Lionsgate has reported earnings of $49.2 million, or 35 cents a share, for its fourth quarter ended March 31, and an 8% decline in revenues.
The figures, reported after the market closed, came in below consensus estimates of 40 cents a share. Shares of Lionsgate slid 6.6%, falling $1.97 to $27.56, in after-hours trading.
The quarterly profits declined 70% from earnings of $163 million in the year-ago period, which saw an $86.7 million income tax benefit.
Quarterly revenues for the studio were $721.9 million, down 8% from the year-ago quarter’s $785.7 million in 2013.
Lionsgate’s major release during the recent quarter was “Divergent,” which opened March 21. But the majority of the $266 million worldwide gross for the franchise starter came after the quarter ended on March 31.
Lionsgate’s other releases during the quarter — “I, Frankenstein” and “The Legend of Hercules” — generated modest returns.
For the fiscal year, Lionsgate reported earnings of $152 million, or $1.11 per share, down 34% from $232.1 million, or $1.73 a share, in the prior year.
Fiscal year revenue declined 3% to $2.63 billion from $2.71 billion. Lionsgate said the decline was due to a domestic theatrical slate of 13 wide releases compared to 19 in the prior year, partially offset by revenue gains in TV production and international businesses.
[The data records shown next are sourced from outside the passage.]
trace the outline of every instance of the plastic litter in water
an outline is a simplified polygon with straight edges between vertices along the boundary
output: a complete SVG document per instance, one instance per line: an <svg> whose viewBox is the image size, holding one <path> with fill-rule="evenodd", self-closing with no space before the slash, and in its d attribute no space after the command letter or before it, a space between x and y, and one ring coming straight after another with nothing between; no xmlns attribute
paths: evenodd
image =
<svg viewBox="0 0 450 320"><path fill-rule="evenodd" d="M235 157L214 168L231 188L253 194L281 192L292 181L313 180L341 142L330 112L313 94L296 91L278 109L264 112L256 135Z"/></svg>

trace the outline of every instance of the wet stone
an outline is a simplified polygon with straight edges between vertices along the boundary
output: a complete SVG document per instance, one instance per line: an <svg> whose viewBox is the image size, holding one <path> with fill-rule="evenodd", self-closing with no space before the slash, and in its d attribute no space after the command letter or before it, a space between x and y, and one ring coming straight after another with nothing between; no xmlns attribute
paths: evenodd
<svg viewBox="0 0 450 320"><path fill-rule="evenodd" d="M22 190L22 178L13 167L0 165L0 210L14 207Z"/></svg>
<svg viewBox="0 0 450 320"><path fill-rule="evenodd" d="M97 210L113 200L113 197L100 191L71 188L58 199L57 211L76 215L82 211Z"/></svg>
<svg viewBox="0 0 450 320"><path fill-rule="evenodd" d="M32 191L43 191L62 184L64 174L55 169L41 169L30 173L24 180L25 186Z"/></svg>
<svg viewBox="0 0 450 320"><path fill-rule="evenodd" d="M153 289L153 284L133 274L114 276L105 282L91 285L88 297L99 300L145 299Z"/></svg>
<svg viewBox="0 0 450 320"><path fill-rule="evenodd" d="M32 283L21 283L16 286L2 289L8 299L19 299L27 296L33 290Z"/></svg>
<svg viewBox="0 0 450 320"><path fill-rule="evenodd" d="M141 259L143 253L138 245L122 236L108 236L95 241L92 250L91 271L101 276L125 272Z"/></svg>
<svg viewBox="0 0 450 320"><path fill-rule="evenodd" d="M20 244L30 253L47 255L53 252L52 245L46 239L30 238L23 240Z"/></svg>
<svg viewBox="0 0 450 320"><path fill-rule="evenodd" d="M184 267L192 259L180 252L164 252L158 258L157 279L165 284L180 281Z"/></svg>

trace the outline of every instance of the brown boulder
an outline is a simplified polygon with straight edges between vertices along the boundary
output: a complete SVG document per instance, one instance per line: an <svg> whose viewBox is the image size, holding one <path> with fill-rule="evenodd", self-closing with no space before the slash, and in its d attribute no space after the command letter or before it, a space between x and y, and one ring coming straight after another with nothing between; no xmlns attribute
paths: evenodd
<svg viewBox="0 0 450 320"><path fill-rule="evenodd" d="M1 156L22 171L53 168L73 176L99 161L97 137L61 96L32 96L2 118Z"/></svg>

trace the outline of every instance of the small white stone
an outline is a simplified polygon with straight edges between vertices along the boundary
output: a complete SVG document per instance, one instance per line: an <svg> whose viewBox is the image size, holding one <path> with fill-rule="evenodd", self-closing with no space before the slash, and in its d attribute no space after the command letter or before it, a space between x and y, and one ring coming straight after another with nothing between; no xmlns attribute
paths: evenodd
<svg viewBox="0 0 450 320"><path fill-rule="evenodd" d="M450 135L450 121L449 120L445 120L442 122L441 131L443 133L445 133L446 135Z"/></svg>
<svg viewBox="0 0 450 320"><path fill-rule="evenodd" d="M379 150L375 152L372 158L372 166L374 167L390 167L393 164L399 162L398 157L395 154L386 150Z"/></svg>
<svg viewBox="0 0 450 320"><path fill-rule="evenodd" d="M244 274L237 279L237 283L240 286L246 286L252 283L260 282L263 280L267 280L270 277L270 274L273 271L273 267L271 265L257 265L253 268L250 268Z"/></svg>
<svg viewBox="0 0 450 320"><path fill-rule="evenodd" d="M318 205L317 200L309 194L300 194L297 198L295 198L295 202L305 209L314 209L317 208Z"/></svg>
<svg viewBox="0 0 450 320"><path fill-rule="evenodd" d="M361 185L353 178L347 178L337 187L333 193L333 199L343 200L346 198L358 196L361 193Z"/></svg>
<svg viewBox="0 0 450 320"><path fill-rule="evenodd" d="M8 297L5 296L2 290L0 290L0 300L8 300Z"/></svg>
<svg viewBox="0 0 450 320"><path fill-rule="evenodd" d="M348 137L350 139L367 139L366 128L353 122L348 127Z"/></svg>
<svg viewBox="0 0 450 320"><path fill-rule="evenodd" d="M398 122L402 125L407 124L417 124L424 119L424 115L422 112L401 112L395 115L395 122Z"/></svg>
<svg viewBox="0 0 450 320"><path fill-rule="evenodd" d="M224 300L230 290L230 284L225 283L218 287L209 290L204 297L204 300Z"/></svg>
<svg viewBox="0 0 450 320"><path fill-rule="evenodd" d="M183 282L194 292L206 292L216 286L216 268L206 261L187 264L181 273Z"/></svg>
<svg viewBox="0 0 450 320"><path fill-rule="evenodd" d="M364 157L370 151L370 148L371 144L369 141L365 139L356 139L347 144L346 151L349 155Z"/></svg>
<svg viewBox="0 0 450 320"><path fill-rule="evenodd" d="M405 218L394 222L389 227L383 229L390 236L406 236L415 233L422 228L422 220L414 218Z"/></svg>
Lionsgate said it set all-time highs in adjusted EBITDA and adjusted net income in the fiscal year, citing “The Hunger Games: Catching Fire” and “Now You See Me” as well as strong results from its library and lower theatrical marketing costs. The company also cited improved income from Epix, its partnership with Viacom and MGM, and improved performance at TVGN, its 50/50 partnership with CBS.
It also cited decreased interest expense and a lower effective tax rate compared to the prior year.
“Our strong operating momentum, the diversity of our portfolio of businesses and the continued enhancement of our capital structure all contributed to another year of outstanding financial results,” said Lionsgate CEO Jon Feltheimer. “The trajectory of our business, the depth of our content pipelines and the ongoing generation of predictable income from our film franchises, television properties and filmed entertainment library continue to give us excellent long-term visibility.”